Julia Zorn: Die Weltmeisterschaft wurde ja durch die kanadische Provinz Nova Scotia auf Grund der steigenden Zahlen abgesagt. Ob also auch eine Männer-WM in Nova Scotia abgesagt worden wäre lässt sich so gar nicht sagen, dafür hätte sie genau zum selben Zeitpunkt wie die Frauen-WM sein müssen. Fakt ist aber, dass die U18 Jungs WM im Vorfeld in einen anderen Bundesstaat verlegt worden ist und die U20 Junioren WM im Dezember stattgefunden haben.
Welchen Stellenwert besitzt denn das Frauen-Eishockey überhaupt? Und was muss sich verbessern?
Julia Zorn: Der Stellenwert ist die letzten Jahre gestiegen, international und auch in Deutschland. Was sich für den Sport im Allgemeinen noch verbessern kann ist aber die Bühne, die den Spielerinnen geboten wird. Sichtbarkeit, Länder sowie Medien übergreifend, damit man auch junge Spielerinnen für den Sport begeistern kann, ihnen eine Zukunft bieten kann. Aber auch um allen anderen zu zeigen, wer wir sind, was wir so draufhaben und wie viel Skill, Leistung und Leidenschaft in jeder Frauenmannschaft steckt. Bei uns trifft man leider immer noch so viele Leute die sagen: „Fraueneishockey? Wusste ich gar nicht, dass es das gibt“ … Es wäre also grandios, wenn sich in zehn Jahren keine Frau mehr erklären muss, wenn sie sagt, dass sie Eishockey-Profi sei.
Die Proteste der weltweiten Spielerinnen wurden gehört, die Weltmeisterschaft wird vom 20. bis 31. August in Kanada nachgeholt. Ist dies ein Sieg?
Julia Zorn: Ich würde hier nicht von einem Sieg sprechen. Vielmehr geht es doch darum, dass Spielerinnen die Chance bekommen sich international zu beweisen und mit den Besten der Welt zu messen. Wir Spielerinnen sind aber sehr froh, dass ein Ersatztermin gefunden wurde und dieser auch zeitnah bekannt gegeben wurde.
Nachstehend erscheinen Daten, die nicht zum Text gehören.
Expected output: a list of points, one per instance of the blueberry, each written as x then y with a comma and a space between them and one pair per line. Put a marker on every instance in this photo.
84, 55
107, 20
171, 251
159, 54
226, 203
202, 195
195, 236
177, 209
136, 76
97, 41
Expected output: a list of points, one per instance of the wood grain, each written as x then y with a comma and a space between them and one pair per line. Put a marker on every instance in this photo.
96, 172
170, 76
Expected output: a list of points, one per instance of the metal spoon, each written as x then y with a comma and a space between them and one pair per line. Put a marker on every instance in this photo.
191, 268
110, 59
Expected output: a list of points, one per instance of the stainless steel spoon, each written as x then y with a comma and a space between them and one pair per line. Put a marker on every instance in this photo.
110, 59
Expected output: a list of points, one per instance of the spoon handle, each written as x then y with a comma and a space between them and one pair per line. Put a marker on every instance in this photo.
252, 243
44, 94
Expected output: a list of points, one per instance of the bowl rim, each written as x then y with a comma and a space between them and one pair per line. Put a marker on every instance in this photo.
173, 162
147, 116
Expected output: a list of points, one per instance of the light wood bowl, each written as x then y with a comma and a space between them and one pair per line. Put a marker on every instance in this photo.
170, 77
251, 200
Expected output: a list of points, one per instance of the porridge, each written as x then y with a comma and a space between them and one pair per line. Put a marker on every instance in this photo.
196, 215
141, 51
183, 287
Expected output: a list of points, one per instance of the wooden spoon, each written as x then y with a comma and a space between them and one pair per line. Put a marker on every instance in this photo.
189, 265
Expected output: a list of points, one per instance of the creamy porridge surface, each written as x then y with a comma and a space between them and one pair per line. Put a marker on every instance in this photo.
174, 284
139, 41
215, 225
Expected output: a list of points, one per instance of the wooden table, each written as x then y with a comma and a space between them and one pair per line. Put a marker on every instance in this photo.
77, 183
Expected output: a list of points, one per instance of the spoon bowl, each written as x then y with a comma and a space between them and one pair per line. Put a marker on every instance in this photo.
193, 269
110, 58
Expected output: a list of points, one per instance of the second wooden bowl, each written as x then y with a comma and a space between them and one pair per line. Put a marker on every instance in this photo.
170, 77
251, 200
Denn alles was wir wollen ist Eishockey spielen.
Was bedeutet solch eine Verschiebung um Monate eigentlich für Sie, mit Blick auf Training und Form?
Julia Zorn: Das ist schon nicht ganz so einfach. Schließlich hat man das Jahr über so trainiert, um am Ende der Saison bei seiner maximalen Leistung zu sein. Aber letztendlich geht es allen Athleten ja gleich und es gilt das Beste daraus zu machen. Eine WM im August ist eine neue Herausforderung, der wir uns gerne stellen.
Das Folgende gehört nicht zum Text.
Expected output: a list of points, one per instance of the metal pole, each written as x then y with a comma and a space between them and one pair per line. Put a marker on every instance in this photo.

Was war und was wird die Zielsetzung für die WM im August sein?
Julia Zorn: Im Hinblick auf die bevorstehende Olympia Qualifikation im November dient die WM natürlich als eine super Vorbereitung. Das soll aber den Stellenwert des Turniers nicht schmälern. Wir wollen auf jeden Fall das Viertelfinale erreichen.
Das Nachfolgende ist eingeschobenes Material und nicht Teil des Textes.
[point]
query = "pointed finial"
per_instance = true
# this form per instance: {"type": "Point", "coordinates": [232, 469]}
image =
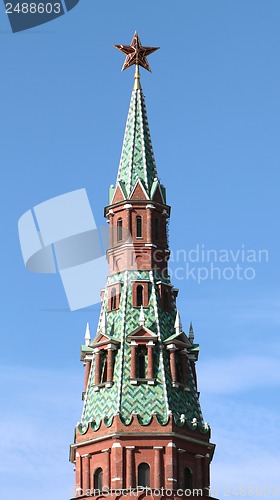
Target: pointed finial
{"type": "Point", "coordinates": [87, 335]}
{"type": "Point", "coordinates": [136, 53]}
{"type": "Point", "coordinates": [137, 84]}
{"type": "Point", "coordinates": [103, 323]}
{"type": "Point", "coordinates": [178, 324]}
{"type": "Point", "coordinates": [191, 334]}
{"type": "Point", "coordinates": [141, 317]}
Kanada und die USA haben bisher alle WM-Titel gewonnen. Ist es nicht ein Anreiz, dort zu spielen?
Julia Zorn: Leider gibt es dort seit mittlerweile zwei Jahren gar keine Liga mehr. Die nordamerikanischen Spielerinnen befinden sich immer noch im Streik. Außerdem haben wir in Deutschland mit der Spitzensportförderung durch die Bundeswehr sehr gute Bedienungen.
Mit 6 Jahren ging es bei Ihnen los. Wie kamen Sie zum Eishockey?
Julia Zorn: Mein Sandkastenfreund hat damals gespielt. Meine Mutter hatte ein bisschen die Hoffnung, dass ich es über den Sommer vergesse, so ganz ist der Plan dann aber nicht aufgegangen …
Dann haben Sie 13 Jahre lang das Tor gehütet, um schließlich als Stürmerin den Puck selbst im Tor zu versenken. Scheinbar keine falsche Entscheidung, immerhin sind Sie seit 2009 Nationalspielerin und die Titelsammlung ist schon beeindruckend. Trotzdem muss ich fragen: Warum der Wechsel? Und stimmt es, dass Sie beim EC Peiting sowohl Torhüterin als auch Stürmerin waren? Gleichzeitig in der Saison …
Julia Zorn: Der Wechsel kam eigentlich so zu Stande, dass es mir im Tor immer weniger Spaß gemacht hat. Das war am Anfang schon ein sehr komisches Gefühl, schließlich hat es mir knapp 15 Jahre sehr viel bedeutet und ich wurde auf dieser Position ausgebildet. Wenn wir dann „freies“ Eis hatten, war ich dann immer öfter als Feldspielerin drauf und hab gemerkt, dass mir das viel Freude bereitet. Dass der Wechsel aber dann so gut läuft, hätte ich mir nie erträumt.
Beim EC Peiting habe ich bis zum Ende meiner Junioren Zeit gespielt. Dabei habe ich für die Jugend tatsächlich auch ein paar Spiele im Feld gemacht. Bei Planegg und auch international bin ich dann ein, zwei Jahre zweigleisig gefahren.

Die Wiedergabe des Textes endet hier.